For access to the script used to clean this data, use the following link: DropBox Link

Below is an overview of the steps taken in order to prepare the data.

  • Loaded libraries:
    • dplyr
    • magrittr
    • RJSONIO
    • rlist
    • lubridate
    • WDI
    • ggplot2
  • Select variables of interest. See Variables of Interest.

  • Load the three raw data sets from Kiva.org and limit the data to only the variables of interest.

  • Bind data sets into one, called kiva.wdi.df.

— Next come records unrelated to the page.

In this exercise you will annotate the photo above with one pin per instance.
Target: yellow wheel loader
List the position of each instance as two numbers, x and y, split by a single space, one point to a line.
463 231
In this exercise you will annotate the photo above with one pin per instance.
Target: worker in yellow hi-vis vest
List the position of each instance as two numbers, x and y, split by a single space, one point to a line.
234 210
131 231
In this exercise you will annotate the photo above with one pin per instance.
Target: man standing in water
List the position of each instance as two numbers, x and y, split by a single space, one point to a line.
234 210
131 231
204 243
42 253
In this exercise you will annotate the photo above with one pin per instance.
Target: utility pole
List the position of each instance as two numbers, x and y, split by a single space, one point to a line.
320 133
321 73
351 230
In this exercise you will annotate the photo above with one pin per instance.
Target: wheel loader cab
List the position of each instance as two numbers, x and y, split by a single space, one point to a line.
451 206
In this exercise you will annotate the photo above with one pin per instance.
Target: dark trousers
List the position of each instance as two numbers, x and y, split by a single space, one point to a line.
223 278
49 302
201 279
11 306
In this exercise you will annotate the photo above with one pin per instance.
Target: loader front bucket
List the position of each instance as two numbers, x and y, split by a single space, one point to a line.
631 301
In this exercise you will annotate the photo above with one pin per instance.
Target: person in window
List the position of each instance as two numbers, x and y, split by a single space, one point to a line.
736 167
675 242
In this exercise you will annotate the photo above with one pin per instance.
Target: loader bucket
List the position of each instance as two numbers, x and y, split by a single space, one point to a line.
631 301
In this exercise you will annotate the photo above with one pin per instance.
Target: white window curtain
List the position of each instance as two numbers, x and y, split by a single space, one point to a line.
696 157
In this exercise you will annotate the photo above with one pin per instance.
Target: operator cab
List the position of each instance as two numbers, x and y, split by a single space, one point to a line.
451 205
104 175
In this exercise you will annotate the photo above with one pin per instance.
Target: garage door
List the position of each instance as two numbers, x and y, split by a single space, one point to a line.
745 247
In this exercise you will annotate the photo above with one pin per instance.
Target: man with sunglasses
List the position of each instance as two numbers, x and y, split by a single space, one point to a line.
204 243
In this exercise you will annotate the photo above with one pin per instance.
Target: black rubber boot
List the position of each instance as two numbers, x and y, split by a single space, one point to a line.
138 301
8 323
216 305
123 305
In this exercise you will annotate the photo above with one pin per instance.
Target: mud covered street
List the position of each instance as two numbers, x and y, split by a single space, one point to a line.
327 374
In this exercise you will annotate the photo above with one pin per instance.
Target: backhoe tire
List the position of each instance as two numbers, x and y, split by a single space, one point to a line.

  • Save the resulting data frame to a file. This is the data frame that will be used for the analysis and research contained in this report.

Analysis

Loan Amount and Country

The following code creates a world map to illustrate the number of loans that come from each country.

library(choroplethr)
library(choroplethrMaps)
# Sum total loans per country on map.
country.df <- select(kiva.wdi.df, country_code, loan_amount) #Handpick variables
data(country.regions) #Import country naming convention required
sumloan.df <- aggregate(country.df$loan_amount, by=list(country.df$country_code), FUN=sum) #Group by country and sum loan amount
colnames(sumloan.df)[1] <- "iso2c" #Rename country code to facilitate merge
colnames(sumloan.df)[2] <- "value" #Rename sum to value (required by choropleth)
goodData.df <- merge(sumloan.df, country.regions) #Merge dataframes
goodData.df <- goodData.df[,-1] #Remove country code
gg <- country_choropleth(goodData.df,
                   title = "Kiva Loan Totals",
                   legend = "$",
                   num_colors=1) #Build plot
gg + scale_fill_continuous(low="#eff3ff", high="#084594", na.value="grey")

Findings

  • The darker shades of blue indicate a higher number of loans. As can be seen, the majority of loans come from South America, Africa, and Southeast Asia.

Loan Amount and Gender

The following code creates a violin plot to show the distribution of loan amounts by gender.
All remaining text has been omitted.